The facts set forth disclose a complete unity of the enterprise, which was inherent in the creation of the Realty Co. and has remained so since. The Cincinnati Co. lias assumed the material responsibilities of the Realty Co. and dominates it completely. It owns all the common stock and its stockholders own two-thirds of the preferred. The directors are such persons as the Cincinnati Co. selects. The right of preferred stockholders to elect a majority of the directors is controlled by the Cincinnati Co. and its stockholders. The remaining preferred stockholders, even were they hostile to the Cincinnati Co. and its interests and were to vote or act in unison, could not be effectively adverse to the Cincinnati Co. But, so far as this record shows, there is no diversity of interest. Taking all the circumstances together, we are of opinion that the two corporations were affiliated within the taxable years in question.

In the light of all the evidence, and upon authority of our opinions cited, supra, we must hold that the petitioners were affiliated during the taxable years.

The parties have agreed and stipulated that the amount of $125,000 shall be included in the invested capital of the John Shillito Co. for each of the fiscal years ended January 31,1919, and January 31, 1920, respectively, as representing the value of intangibles acquired from its predecessor in 1882. This amount, therefore, should be included in the statutory invested capital of such company for each of the taxable years, subject to the limitations of section 326(a) (4) of the Bevenue Act of 1918.

The parties stipulate that the Store Company took no deduction for taxes paid on account of the Bealty Company for the years 1919 and 1920, in the respective amounts of $4,320 and $1,020. The respondent, therefore, erred in adding such amounts to the income of the Store Company.

The John Shillito Co. owned depreciable store fixtures and furniture during the taxable years in the amounts set forth in our findings of fact. The petitioners admit that an annual depreciation rate of 5 per cent on the cost of this property is reasonable and we find, therefore, that deductions from income for the years involved should be computed at that rate on costs as set forth in our findings of fact.

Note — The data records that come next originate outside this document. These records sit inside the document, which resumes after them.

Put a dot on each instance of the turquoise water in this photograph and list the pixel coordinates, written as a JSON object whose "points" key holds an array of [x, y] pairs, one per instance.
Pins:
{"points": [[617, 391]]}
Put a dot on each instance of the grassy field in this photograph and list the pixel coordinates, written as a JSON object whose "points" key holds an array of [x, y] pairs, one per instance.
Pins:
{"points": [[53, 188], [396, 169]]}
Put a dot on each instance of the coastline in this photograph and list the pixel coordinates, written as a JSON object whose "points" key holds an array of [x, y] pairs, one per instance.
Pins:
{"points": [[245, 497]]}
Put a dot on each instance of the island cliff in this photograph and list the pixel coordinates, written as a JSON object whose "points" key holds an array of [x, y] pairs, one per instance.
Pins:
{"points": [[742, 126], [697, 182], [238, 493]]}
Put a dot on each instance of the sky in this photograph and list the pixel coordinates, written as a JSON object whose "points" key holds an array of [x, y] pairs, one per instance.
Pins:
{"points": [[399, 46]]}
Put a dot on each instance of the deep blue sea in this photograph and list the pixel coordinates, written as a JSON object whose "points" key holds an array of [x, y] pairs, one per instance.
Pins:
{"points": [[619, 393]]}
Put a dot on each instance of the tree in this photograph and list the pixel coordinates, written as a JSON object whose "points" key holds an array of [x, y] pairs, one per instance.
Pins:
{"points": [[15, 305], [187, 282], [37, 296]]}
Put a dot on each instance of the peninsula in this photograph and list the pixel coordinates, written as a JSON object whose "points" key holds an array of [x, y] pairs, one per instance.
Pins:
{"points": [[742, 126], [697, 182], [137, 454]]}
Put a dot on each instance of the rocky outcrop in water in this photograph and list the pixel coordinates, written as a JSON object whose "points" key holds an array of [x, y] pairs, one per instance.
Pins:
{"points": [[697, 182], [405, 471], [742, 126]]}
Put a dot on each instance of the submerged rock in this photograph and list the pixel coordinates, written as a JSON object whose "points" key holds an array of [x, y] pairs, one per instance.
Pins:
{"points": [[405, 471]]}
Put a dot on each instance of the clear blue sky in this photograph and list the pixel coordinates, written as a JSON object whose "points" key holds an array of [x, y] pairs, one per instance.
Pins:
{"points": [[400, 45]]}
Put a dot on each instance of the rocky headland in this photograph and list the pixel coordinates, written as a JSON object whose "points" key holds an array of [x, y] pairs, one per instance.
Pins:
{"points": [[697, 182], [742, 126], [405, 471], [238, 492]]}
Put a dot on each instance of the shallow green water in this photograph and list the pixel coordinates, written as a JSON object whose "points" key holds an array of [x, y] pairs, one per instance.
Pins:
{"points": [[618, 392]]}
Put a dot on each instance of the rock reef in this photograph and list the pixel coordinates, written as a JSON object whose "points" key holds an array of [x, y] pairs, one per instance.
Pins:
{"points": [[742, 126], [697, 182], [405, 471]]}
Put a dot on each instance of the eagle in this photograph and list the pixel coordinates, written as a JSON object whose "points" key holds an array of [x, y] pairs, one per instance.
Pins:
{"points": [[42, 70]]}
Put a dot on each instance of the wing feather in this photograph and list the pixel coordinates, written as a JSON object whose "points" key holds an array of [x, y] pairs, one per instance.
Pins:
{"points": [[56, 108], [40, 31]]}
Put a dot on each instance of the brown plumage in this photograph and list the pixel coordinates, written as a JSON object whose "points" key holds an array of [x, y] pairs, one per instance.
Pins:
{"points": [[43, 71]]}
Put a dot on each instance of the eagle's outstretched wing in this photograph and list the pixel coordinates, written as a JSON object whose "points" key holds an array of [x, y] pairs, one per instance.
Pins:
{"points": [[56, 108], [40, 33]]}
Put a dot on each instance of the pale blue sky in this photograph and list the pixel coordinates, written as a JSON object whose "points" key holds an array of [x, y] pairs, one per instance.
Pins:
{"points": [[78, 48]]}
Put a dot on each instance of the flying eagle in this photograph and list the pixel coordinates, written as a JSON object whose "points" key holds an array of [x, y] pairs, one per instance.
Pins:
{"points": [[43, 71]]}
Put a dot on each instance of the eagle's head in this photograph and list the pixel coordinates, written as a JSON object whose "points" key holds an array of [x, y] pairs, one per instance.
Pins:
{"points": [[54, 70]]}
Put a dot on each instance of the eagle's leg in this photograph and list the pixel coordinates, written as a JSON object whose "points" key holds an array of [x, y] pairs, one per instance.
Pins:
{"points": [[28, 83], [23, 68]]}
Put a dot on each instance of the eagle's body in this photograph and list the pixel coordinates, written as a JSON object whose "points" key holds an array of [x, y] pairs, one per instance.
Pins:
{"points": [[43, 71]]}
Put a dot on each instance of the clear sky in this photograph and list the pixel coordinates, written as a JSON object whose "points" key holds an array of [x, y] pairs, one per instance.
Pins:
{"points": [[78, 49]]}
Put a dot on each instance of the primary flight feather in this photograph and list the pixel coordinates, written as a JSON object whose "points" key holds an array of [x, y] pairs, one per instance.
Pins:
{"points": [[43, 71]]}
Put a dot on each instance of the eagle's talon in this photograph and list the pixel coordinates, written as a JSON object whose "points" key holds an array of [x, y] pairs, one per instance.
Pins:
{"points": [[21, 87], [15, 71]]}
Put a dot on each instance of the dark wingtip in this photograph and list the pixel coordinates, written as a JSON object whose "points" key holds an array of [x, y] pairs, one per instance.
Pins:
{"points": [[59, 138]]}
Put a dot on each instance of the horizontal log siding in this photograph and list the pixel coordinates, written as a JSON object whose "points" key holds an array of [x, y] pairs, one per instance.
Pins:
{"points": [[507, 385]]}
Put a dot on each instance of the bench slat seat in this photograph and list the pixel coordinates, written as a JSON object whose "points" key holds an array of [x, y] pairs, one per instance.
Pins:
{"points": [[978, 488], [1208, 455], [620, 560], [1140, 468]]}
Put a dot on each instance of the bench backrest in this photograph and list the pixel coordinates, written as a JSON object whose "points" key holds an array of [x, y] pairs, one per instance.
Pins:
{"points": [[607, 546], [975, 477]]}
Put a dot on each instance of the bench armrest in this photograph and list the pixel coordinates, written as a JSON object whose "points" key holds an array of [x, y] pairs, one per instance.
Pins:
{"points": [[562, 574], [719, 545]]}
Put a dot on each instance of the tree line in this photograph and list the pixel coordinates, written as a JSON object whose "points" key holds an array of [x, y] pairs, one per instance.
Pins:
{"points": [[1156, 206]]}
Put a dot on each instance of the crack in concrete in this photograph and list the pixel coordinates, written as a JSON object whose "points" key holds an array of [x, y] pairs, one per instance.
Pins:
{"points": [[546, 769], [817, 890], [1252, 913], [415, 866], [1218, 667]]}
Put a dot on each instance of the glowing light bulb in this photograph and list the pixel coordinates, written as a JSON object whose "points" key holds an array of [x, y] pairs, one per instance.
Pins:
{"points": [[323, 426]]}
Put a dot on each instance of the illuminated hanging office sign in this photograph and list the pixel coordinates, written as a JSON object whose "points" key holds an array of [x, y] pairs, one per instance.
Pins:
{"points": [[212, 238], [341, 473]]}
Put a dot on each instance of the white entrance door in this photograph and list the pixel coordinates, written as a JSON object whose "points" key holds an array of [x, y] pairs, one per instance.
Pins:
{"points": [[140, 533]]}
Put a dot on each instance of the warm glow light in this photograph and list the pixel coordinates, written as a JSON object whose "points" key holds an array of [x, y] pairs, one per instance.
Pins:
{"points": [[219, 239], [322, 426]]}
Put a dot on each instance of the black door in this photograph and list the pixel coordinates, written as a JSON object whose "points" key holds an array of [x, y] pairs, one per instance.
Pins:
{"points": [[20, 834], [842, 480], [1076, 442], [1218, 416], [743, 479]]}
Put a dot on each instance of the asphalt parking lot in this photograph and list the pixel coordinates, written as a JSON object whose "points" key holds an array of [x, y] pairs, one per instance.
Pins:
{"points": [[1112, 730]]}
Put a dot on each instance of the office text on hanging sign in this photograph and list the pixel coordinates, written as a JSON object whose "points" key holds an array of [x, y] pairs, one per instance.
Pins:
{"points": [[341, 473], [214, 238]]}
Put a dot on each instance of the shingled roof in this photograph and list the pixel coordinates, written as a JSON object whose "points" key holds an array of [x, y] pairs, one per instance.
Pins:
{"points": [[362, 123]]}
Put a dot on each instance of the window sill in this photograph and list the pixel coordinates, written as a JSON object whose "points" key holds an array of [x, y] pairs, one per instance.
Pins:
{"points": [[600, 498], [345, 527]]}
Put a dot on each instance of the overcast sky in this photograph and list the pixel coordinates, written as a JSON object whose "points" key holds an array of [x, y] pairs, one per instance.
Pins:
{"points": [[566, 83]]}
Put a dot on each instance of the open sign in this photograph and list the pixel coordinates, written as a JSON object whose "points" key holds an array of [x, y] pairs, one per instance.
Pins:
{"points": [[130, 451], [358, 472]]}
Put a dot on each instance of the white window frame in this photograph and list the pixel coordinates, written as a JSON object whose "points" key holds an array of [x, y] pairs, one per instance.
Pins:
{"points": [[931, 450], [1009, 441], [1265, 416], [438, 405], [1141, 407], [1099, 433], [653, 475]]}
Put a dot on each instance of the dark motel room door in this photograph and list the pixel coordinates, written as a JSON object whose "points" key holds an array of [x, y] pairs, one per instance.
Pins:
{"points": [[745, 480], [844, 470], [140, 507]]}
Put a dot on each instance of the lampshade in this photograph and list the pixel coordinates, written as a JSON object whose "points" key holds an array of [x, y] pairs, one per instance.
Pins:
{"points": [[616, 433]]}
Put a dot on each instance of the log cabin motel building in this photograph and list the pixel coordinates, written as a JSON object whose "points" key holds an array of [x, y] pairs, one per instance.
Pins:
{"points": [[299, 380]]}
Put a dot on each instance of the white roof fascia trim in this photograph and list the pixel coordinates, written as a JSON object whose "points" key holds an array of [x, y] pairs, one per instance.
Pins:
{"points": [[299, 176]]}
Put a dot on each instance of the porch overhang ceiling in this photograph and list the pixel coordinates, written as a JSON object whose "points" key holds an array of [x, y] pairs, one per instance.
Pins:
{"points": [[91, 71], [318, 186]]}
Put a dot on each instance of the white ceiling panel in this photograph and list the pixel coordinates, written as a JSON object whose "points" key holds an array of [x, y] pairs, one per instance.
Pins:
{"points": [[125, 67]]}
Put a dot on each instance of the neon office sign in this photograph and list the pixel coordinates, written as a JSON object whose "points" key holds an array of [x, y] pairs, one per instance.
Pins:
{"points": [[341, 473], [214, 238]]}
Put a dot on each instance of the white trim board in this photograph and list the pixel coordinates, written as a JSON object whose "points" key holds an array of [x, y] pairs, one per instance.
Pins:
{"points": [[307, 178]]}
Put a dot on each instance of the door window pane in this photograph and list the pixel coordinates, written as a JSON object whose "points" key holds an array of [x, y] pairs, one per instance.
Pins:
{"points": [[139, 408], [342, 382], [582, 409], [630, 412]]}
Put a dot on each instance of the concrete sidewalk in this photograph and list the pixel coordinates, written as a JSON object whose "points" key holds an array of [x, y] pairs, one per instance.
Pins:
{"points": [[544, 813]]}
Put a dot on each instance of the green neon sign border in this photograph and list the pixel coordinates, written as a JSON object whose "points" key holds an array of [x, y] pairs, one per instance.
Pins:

The evidence discloses that the store building owned by the Bealty Company was constructed about 1818, and was continuously kept in good repair. We have found that the value of this building at March 1, 1913, was $350,000, and that between that date and the first of the taxable years, it was remodeled at a cost of $206,516.21. As the remodeled parts are inseparable from the original structure, we are of the opinion that such additions can have no longer useful life *670than the building of which they are a part. The evidence convinces us that the entire building, even after it was remodeled, was far from modern and that, as a whole, its useful life could not be more than 20 years from March 1, 1913. The petitioners are entitled to depreciate the 1913 value of this building and the cost of remodeling on the basis of a term of useful life ending not later than March 1, 1933.

Judgment will be entered on 10 days' notice, under Rule 50.